I was wrong: Kids Singing at Christmas Eve is a Good Idea.

I was wrong: Kids Singing at Christmas Eve is a Good Idea.

This week we are going to be exploring three simple ways to help connect the ministry we do at church with parents at home. At Liquid we are attempting to partner more with parents [learn more] and these are a few of the small things we’ve done in this area.


I have to confess something. Years ago when I was on staff at The Meeting House in Toronto I would end up in an annual conversation with my good friend [and amazing photographer] Amy Montgomery about what a bad idea it would be to have the kids up on stage during our Christmas Eve service.

I was wrong.

I didn’t think it could be done well. I thought it was outside the brand character of the church we were attempting to create. I thought it would be really corny.

Two Christmas seasons ago at Liquid Church we had our first Christmas Eve services . . . and I found myself advocating for having kids on stage that evening. The logic we ended up using was that doing this would . . .

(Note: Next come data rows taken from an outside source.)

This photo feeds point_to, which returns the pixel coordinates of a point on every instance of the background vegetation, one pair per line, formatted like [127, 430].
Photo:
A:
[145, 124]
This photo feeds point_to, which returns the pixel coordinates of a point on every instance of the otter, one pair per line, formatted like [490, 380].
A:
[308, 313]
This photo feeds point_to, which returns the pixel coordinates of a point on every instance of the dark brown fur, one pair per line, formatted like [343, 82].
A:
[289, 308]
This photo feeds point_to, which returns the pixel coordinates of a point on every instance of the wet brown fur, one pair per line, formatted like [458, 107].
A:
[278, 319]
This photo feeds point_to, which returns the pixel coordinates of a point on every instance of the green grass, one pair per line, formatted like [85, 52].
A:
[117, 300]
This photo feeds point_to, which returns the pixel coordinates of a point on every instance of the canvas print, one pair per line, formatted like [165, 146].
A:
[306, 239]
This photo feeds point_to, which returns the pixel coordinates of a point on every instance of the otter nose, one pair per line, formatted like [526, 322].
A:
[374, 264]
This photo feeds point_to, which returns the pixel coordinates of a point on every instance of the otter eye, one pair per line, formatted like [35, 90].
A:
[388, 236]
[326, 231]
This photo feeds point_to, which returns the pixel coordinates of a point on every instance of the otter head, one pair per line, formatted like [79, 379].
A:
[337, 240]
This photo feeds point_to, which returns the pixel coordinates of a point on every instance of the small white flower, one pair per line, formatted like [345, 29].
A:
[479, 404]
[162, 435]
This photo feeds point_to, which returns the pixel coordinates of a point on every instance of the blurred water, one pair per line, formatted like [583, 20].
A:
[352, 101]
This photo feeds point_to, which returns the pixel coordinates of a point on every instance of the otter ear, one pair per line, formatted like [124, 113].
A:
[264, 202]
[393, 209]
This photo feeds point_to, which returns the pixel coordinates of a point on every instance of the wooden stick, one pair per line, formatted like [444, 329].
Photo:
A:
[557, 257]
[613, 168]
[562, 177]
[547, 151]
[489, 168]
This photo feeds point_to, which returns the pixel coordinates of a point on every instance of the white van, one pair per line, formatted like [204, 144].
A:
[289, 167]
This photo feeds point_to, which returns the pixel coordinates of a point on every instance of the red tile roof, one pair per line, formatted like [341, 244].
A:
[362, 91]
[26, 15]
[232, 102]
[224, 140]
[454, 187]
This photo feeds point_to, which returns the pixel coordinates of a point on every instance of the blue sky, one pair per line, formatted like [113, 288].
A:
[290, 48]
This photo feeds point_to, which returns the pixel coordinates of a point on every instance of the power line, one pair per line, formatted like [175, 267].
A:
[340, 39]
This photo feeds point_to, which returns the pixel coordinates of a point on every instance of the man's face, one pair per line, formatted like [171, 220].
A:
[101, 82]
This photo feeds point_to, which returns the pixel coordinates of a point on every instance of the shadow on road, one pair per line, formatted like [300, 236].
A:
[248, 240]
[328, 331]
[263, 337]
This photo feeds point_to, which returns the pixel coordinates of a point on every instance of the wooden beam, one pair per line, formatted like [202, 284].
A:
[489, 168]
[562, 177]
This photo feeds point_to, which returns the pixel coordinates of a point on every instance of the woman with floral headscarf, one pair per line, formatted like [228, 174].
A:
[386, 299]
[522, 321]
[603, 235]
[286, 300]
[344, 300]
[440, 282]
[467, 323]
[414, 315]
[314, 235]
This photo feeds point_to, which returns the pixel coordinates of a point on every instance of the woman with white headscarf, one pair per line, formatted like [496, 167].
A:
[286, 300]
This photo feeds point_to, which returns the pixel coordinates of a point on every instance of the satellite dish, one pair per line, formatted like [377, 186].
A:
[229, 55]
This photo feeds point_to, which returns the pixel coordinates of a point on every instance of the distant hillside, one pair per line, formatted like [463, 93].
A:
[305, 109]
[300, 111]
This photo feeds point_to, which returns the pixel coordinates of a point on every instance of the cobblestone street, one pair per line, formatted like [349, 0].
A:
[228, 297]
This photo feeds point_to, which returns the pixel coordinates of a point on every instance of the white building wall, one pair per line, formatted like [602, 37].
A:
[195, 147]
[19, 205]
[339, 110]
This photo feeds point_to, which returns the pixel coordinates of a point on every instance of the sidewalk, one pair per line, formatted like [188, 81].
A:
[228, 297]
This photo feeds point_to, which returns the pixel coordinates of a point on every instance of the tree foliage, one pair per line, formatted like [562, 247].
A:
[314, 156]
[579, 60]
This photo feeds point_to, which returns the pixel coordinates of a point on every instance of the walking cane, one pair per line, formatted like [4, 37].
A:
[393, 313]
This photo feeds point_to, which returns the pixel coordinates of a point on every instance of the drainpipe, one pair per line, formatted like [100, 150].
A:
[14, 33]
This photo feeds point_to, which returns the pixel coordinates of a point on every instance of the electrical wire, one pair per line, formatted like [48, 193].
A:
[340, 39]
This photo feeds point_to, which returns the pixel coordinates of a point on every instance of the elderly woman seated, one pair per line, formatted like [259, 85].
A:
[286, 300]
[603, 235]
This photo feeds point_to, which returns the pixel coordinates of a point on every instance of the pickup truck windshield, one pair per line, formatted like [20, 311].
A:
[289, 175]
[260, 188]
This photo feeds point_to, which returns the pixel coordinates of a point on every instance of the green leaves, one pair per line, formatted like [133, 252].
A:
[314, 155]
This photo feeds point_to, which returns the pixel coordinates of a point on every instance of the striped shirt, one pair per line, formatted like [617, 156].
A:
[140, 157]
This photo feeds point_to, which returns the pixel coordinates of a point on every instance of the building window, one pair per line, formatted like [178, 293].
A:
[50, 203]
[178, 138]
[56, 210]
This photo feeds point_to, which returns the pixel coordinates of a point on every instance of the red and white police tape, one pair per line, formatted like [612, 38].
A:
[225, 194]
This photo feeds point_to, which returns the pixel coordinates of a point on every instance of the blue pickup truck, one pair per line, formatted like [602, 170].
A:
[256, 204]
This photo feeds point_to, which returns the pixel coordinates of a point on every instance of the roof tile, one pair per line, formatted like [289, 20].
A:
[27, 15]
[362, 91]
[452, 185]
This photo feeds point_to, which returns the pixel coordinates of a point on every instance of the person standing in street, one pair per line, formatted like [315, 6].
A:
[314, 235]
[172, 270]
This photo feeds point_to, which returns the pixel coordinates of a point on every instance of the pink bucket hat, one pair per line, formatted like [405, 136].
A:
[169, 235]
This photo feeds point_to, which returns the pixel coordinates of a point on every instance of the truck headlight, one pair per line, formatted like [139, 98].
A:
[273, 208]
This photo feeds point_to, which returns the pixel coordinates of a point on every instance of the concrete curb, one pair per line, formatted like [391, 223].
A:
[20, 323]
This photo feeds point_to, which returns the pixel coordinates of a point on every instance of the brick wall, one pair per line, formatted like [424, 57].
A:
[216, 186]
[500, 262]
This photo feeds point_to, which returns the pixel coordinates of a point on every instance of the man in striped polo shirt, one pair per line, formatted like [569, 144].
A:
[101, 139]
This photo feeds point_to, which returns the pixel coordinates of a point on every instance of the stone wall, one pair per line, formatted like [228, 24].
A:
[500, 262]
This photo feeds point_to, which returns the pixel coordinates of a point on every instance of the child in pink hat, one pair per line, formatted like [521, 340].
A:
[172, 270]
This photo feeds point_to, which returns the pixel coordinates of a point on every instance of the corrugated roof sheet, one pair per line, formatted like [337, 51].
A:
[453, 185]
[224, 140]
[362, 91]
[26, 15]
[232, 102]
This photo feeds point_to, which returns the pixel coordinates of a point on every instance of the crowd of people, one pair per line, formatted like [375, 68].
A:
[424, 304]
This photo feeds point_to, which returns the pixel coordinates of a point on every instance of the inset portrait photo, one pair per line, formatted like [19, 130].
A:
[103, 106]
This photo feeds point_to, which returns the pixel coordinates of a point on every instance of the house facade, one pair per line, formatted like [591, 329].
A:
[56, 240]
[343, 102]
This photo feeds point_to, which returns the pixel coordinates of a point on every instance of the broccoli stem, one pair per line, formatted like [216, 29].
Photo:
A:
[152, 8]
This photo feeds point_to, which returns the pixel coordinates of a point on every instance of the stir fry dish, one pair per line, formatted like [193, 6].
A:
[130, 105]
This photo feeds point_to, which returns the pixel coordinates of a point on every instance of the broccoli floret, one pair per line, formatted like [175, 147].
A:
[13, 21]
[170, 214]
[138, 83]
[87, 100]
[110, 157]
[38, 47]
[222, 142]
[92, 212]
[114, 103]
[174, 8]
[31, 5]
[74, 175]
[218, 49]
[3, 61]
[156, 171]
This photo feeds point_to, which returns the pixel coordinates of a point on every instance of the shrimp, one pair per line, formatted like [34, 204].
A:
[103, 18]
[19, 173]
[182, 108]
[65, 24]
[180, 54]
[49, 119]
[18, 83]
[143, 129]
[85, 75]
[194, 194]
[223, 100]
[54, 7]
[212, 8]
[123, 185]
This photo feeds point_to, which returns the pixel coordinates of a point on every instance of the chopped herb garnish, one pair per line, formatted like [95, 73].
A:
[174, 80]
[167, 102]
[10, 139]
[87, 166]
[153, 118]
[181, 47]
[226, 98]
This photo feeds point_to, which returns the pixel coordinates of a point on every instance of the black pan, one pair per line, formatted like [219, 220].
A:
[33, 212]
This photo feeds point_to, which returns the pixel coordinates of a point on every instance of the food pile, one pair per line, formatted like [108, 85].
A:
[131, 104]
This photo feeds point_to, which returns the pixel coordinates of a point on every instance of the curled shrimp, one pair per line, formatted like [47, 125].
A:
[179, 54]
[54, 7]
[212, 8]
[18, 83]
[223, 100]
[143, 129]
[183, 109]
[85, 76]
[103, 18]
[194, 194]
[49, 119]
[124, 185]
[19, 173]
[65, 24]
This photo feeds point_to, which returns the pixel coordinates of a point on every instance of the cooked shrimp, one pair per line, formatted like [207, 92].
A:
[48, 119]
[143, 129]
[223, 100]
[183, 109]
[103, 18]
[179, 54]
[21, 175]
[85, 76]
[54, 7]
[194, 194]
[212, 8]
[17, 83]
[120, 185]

  • Help to encourage parents to invite the extended family to visit that evening.
  • Be a great focus for the late fall programming within our Children’s programming.
  • Let’s be honest … people are looking for sentimental on Christmas eve. Having the kids on stage (and also singing Silent Night with candles lit) isn’t anything we normally do . . . but meets people where they are at that on Christmas eve.
  • If we say that partnering with families is really important to us . . . but never have a kid on stage at all . . . doesn’t that send a mixed message?

So we did it! It was a bit cheesy . . . but great at the same time. We made some tweaks from 2009 to 2010 and I’m pretty excited to see what we can do this coming year. Here are a few lessons we learned in pulling off the “kids on stage” deal:

  • Sent every family home with two discs starting the second week of October – one with just the music on it, another one with a video that shows the actions being performed.
  • We used “audio tracks” for the kids to sing to . . . the band is cooler to have them sing along with but the tracks are more predictable for them.
  • We had free family photos available in the foyer before and after the service. This was a huge hit and really encouraged Uncle Eddie and Grandma to come and see the “precious little ones” on the stage.
  • They sang two songs . . . and then got off the stage! We know this is a really great . . .for a segment of our community.

What about you? Where does the line of including kids in the main programming fall in your church?